Analyzer: REACTOR_THEME_001 (hard-coded color string on a theme-aware modifier).

// Don't:
Button("Save", () => { }).Background("#0066CC");   // REACTOR_THEME_001
// Do:
Button("Save", () => { }).Background(Theme.Accent);

Full coverage on Theming Tokens.

Reference

Rule Analyzer Where the page lives
Hook order is stable REACTOR_HOOKS_001 Hooks
Hooks called from Render only REACTOR_HOOKS_005 Hooks
Deps must be stable REACTOR_HOOKS_004 Hooks
UseResource fetcher is idempotent REACTOR_HOOKS_006 Async Resources
UseMemoCells builder must close over deps REACTOR_HOOKS_007 Hooks
Render must be pure (convention — no analyzer) Components, Effects
Lists need keys (convention — no analyzer) Collections, Reconciliation
Theme-aware modifiers want a token REACTOR_THEME_001 Theming Tokens
Lightweight styling, not implicit resources REACTOR_THEME_002 Styling
RequestedTheme is a render input, not a setter REACTOR_THEME_003 Styling
XML docs on public APIs REACTOR_DOC_001 (framework code)
<see cref="..."/> resolves REACTOR_DOC_002 (framework code)
Accessible name on interactive elements REACTOR_A11Y_001..003 Accessibility

Tips

Treat analyzer warnings as build errors in CI. Every rule with an analyzer has a known false-positive rate near zero; the cost of a suppression is small, the cost of a regression that the analyzer would have caught is large.

The "pure render" rule is conventional, not enforced.
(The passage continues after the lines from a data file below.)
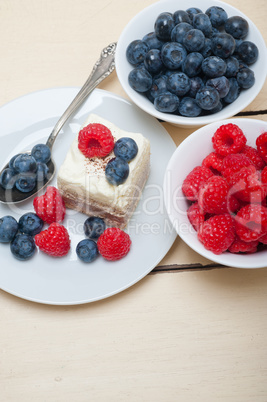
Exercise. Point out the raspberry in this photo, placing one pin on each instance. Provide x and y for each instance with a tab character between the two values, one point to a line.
217	233
247	186
195	216
114	244
214	162
194	181
261	143
233	163
254	156
251	222
50	207
228	139
95	140
54	241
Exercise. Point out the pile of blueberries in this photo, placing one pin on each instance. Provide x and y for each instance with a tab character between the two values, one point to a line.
25	170
193	63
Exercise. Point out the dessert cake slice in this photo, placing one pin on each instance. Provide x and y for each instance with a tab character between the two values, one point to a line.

No analyzer catches it; review and snapshot tests are the safety net. The testing page covers the snapshot pattern that makes purity visible.

.WithKey is cheap; reach for it whenever a list reorders. Even when the analyzer doesn't flag the omission, a missing key is one of the bugs most likely to ship to a customer (it's invisible at small list sizes and devastating at scale).